López-Navas A, Ríos A, Riquelme A, Martínez-Alarcón L, Pons J A, Miras M, Sanmartín A, Febrero B, Ramírez P, Parrilla P
International Collaborative Donor Project, Murcia, España.
Transplant Proc. 2011 Apr;43(3):701-4. doi: 10.1016/j.transproceed.2011.01.095.
In patients awaiting a transplant, the help received from friends and/or family members is considered to be an important factor in the transplantation process. Our objective was to determine the level of social/family support for patients on the liver transplant waiting list and to determine the relationship between clinical psychopathology and the level of social/family support.
The study population consisted of 70 patients on the liver transplant waiting list. We used the following instruments: (1) Medical Outcomes Study-Social Support Survey (MOS) Questionnaire. For size of the social network, four support dimensions and a global support index for emotional support, material/instrumental support, leisure/free time activities, and love/care; (2) Family Apgar Questionnaire for personal perception of family function; (3) SA-45 questionnaire of psychopathologic symptoms for somatizations, obsessive-compulsivity, interpersonal sensitivity, depression, anxiety, hostility, phobic anxiety, paranoid ideation, and psychoticism.
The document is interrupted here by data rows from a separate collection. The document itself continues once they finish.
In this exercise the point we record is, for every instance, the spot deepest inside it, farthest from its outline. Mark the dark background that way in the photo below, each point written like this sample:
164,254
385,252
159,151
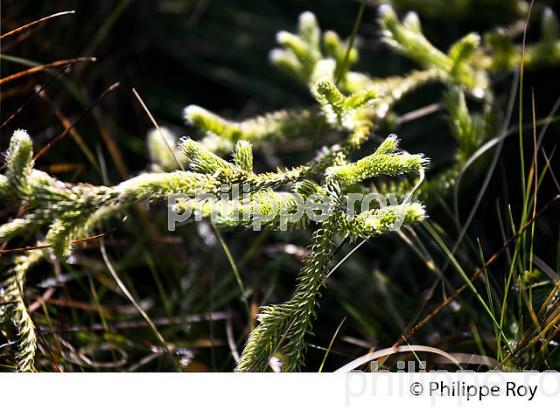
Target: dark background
215,54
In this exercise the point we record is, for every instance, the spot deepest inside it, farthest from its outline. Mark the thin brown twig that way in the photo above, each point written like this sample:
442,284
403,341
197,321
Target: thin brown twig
34,23
448,299
39,68
44,150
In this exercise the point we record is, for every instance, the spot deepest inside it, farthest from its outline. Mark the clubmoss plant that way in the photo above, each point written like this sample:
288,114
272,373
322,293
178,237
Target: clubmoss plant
350,103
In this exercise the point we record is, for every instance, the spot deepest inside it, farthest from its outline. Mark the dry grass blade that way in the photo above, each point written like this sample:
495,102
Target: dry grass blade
34,23
38,69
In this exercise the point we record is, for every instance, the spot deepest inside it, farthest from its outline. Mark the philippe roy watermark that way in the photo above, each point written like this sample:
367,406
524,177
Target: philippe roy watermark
237,204
411,381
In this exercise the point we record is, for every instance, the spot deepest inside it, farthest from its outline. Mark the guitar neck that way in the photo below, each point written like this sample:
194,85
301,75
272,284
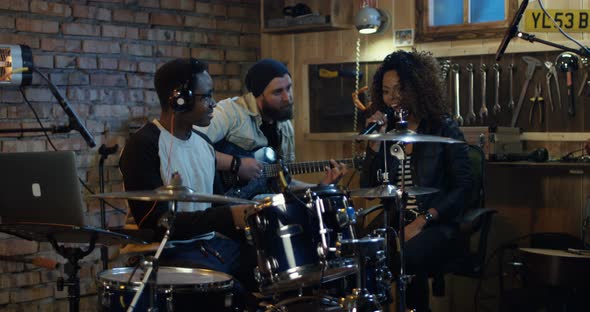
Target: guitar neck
272,170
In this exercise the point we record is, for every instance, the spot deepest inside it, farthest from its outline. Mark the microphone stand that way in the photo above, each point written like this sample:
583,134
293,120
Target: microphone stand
104,153
532,38
74,121
52,129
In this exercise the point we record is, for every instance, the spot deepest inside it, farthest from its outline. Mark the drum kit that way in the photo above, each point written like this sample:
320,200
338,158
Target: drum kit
304,239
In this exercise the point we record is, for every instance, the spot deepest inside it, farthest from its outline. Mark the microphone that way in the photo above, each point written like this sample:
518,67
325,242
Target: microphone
75,122
512,30
374,126
104,150
37,261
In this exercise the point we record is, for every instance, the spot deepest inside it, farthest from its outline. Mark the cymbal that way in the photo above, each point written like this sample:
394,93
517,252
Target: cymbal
387,190
64,233
406,136
175,193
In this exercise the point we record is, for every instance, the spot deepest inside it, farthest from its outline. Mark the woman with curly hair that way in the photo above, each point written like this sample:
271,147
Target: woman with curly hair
410,82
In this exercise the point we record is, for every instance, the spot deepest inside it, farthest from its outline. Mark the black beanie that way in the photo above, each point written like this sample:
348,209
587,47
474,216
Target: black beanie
261,74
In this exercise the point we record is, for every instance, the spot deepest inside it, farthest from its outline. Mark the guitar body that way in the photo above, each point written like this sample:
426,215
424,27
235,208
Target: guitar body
269,182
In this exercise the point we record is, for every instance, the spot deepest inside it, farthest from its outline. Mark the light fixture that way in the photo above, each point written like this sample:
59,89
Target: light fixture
370,20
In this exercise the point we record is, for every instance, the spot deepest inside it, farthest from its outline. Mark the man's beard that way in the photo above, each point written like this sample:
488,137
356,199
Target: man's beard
277,114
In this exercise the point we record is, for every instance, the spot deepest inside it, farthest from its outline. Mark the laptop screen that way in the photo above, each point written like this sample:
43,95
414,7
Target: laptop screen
40,187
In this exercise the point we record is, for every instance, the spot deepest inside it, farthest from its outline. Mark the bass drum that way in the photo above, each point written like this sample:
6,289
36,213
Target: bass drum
179,289
305,304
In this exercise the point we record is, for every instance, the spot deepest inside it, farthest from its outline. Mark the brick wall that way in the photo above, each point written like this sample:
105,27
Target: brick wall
102,54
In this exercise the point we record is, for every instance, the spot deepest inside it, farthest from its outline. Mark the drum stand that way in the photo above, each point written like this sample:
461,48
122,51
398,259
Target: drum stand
73,255
151,273
361,299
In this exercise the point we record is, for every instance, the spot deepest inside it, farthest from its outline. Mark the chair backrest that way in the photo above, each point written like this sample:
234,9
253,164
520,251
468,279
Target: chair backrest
476,222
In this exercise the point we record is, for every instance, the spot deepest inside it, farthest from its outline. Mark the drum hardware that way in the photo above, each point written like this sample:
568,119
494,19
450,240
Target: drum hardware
104,153
178,289
296,247
174,192
363,250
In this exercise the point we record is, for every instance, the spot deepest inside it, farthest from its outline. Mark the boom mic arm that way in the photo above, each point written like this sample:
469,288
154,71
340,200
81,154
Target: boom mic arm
512,30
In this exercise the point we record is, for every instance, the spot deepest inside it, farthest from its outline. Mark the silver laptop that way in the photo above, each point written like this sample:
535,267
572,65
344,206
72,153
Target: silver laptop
40,187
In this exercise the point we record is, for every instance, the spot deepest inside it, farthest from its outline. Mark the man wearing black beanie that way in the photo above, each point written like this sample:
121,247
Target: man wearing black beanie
260,118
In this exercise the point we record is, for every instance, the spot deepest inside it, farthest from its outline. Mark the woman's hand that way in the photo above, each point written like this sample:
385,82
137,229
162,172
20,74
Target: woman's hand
334,172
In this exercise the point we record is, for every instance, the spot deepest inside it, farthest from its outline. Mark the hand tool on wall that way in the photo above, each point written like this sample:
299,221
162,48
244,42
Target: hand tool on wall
568,62
483,111
584,81
532,64
552,72
497,69
456,75
511,69
470,118
445,68
538,103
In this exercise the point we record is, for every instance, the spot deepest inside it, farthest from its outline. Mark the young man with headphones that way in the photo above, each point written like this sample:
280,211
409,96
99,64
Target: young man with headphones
203,236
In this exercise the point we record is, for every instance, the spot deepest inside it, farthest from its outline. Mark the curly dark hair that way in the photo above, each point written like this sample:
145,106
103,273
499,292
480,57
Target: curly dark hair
421,87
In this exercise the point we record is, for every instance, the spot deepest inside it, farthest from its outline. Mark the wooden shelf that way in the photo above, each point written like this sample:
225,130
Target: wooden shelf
337,14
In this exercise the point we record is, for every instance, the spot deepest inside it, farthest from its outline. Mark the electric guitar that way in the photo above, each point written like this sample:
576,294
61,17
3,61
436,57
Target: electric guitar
267,183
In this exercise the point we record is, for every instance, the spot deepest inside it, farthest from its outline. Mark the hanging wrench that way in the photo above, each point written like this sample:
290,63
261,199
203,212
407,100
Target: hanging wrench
457,115
511,69
552,72
532,64
497,69
483,111
470,118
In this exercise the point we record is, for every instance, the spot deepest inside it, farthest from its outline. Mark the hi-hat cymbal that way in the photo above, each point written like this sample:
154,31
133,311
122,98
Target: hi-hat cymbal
175,193
406,136
386,191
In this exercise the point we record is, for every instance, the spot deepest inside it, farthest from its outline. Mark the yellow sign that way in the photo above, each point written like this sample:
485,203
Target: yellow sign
568,20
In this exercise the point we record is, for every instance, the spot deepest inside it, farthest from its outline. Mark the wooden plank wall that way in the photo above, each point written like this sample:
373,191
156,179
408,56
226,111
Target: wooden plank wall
299,50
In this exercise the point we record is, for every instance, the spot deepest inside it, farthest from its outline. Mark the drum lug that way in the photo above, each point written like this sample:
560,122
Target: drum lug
170,302
342,217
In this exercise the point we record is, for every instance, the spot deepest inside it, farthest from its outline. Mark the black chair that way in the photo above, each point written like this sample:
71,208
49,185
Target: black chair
474,227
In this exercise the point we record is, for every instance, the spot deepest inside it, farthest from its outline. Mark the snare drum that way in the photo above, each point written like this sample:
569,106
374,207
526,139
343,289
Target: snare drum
288,240
179,289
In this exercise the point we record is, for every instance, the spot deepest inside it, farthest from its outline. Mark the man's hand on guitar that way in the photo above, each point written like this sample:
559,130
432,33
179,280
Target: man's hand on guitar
250,169
334,172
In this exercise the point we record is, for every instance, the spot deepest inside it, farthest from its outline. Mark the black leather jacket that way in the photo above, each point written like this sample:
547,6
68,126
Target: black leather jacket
438,165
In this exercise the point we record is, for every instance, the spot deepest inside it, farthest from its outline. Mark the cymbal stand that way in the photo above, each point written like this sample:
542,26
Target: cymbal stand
104,152
151,273
73,255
The MOS showed that the mean size of the social network of these patients was 12 people. In these patients, social/family support was nonfunctional in 20% of the cases. By dimensions, the patients had the following percentage of nonfunctional support: 24% in emotional support; 10% material/instrumental support; 23% social relations of leisure/free-time activities; and 11% compassionate love/care support. The patients with nonfunctional support had the following associated psychopathologic symptoms (SA-45): depression (79% vs 39%; P = .008), anxiety (86% vs 46%; P = .008), hostility (43% vs 12%; P = .009), and psychoticism (14% vs 2%; P = .039) compared to functional patients. The Family Apgar showed that 27% of patients perceived a family dysfunction. These patients had greater interpersonal sensitivity-type emotional symptoms (32% vs 8%; P = .012), depression (79% vs 35%; P = .001), anxiety (79% vs 45%; P = .011), and hostility (42% vs 10%; P = .002) compared to normally functioning patients.
Nearly a quarter of patients on the liver transplant waiting list have social/family support that is nonfunctional, which leads to greater emotional psychopathologic symptoms that would need to be treated.
在等待移植的患者中,朋友和/或家庭成员提供的帮助被认为是移植过程中的一个重要因素。我们的目标是确定肝移植等待名单上患者的社会/家庭支持水平,并确定临床精神病理学与社会/家庭支持水平之间的关系。
研究人群包括70名肝移植等待名单上的患者。我们使用了以下工具:(1)医学结局研究-社会支持调查问卷(MOS)。用于评估社交网络规模、情感支持、物质/工具性支持、休闲/自由时间活动以及关爱/照顾这四个支持维度和一个总体支持指数;(2)家庭功能适应度问卷,用于个人对家庭功能的感知;(3)SA-45精神病理症状问卷,用于评估躯体化、强迫观念与行为、人际敏感性、抑郁、焦虑、敌对、恐惧焦虑、偏执观念和精神分裂症等症状。
MOS显示,这些患者社交网络的平均规模为12人。在这些患者中,20%的病例社会/家庭支持无效。按维度划分,患者无效支持的比例如下:情感支持方面为24%;物质/工具性支持方面为10%;休闲/自由时间活动的社会关系方面为23%;关爱/照顾支持方面为11%。与支持有效的患者相比,支持无效的患者存在以下相关精神病理症状(SA-45):抑郁(79%对39%;P = 0.008)、焦虑(86%对46%;P = 0.008)、敌对(43%对12%;P = 0.009)和精神分裂症(14%对
2%;P = 0.039)。家庭功能适应度问卷显示,27%的患者认为家庭功能失调。与家庭功能正常的患者相比,这些患者存在更强的人际敏感性类型的情感症状(32%对8%;P = 0.0
12)、抑郁(79%对
35%;P = 0.001)、焦虑(79%对45%;P = 0.011)和敌对(42%对10%;P = 0.002)。
肝移植等待名单上近四分之一的患者社会/家庭支持无效,这导致了更严重的情感精神病理症状,需要进行治疗。